Das Blitzlichtgewitter der abertausenden Kameras sowie auch die diskokugelähnliche Wirkung von Miabellas Diamantenkleid, trübte meine Sicht und doch schaffte ich es, die Orientierung nach vorne, zur geöffneten Tür des Zuges, nicht zu verfehlen.

,,EH! Skave? Komm schon, hier sitzt das Vögelein. Komm schon, schenk uns ein letztes Lächeln. Haha. Schau in die Kamera, los Skave!" versuchten mich vereinzelte Kameraleute hinter ihren Insektenpanzern hervorzulocken - vergebens. Zielstrebig richtete ich meinen Blick nach vorne und legte unbemerkt einen Schritt zu. Wie soll ich die letzten Augenblicke in meiner Heimat genießen, wenn diese Kameraleute mir alles versauen? Wieso nehmen sie nicht einfach Miabella oder Skylar unter die Lupe, damit ich mich von meinem Vater verabschieden konnte. Von Vater, der mit dem Helm unterm Arm, neben der Eingangstür des Zuges stand und mich aus seinen stechend grünen Augen betroffen ansah.

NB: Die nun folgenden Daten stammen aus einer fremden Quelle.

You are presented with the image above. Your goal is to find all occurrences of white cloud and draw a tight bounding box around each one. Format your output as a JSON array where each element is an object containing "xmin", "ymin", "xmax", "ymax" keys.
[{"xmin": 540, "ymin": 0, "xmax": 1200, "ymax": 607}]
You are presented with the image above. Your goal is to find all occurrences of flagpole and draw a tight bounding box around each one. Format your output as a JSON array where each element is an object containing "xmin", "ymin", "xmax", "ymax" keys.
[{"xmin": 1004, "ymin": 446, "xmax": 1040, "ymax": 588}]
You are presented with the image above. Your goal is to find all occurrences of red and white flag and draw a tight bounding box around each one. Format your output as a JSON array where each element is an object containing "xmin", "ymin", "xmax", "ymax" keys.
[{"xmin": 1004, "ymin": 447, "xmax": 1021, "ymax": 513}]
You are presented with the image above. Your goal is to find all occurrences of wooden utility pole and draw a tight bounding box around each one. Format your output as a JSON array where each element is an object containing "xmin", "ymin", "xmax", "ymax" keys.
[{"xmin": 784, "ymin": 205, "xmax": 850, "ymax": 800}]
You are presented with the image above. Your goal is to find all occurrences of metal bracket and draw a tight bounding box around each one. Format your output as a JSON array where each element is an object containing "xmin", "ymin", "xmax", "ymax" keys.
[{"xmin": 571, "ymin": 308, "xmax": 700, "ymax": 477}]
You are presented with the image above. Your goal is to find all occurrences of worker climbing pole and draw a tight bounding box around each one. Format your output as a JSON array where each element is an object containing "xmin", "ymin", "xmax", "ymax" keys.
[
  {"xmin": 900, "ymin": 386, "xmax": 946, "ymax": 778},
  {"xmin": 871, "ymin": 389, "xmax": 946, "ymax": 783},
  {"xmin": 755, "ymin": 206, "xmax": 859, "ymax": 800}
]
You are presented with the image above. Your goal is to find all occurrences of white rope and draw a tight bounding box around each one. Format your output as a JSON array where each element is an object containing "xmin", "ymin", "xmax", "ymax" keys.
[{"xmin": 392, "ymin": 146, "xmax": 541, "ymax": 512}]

Seufzend blieb ich genau vor seinen Schuhspitzen stehen und sah in das trübe, von blonden Haaren umrandete, Gesicht. ,,Mein Sohn ... " fing er stockend an, biss sich aber auf die Unterlippe, bevor er sich entschieden hat, weiter zu schweigen, und mich lieber in eine kräftige Umarmung zu ziehen. Um Tränen vorzubeugen, klopfte er mir Mut machend auf den Rücken, während die Kälte seiner weißen Rüstung sich in meine Haut zog. Ein kurzes Nicken, ein stummes Auf Wiedersehen und schon stand ich in der Tür, gefolgt von Miabella und meiner ebenfalls blonden Distriktpartnerin.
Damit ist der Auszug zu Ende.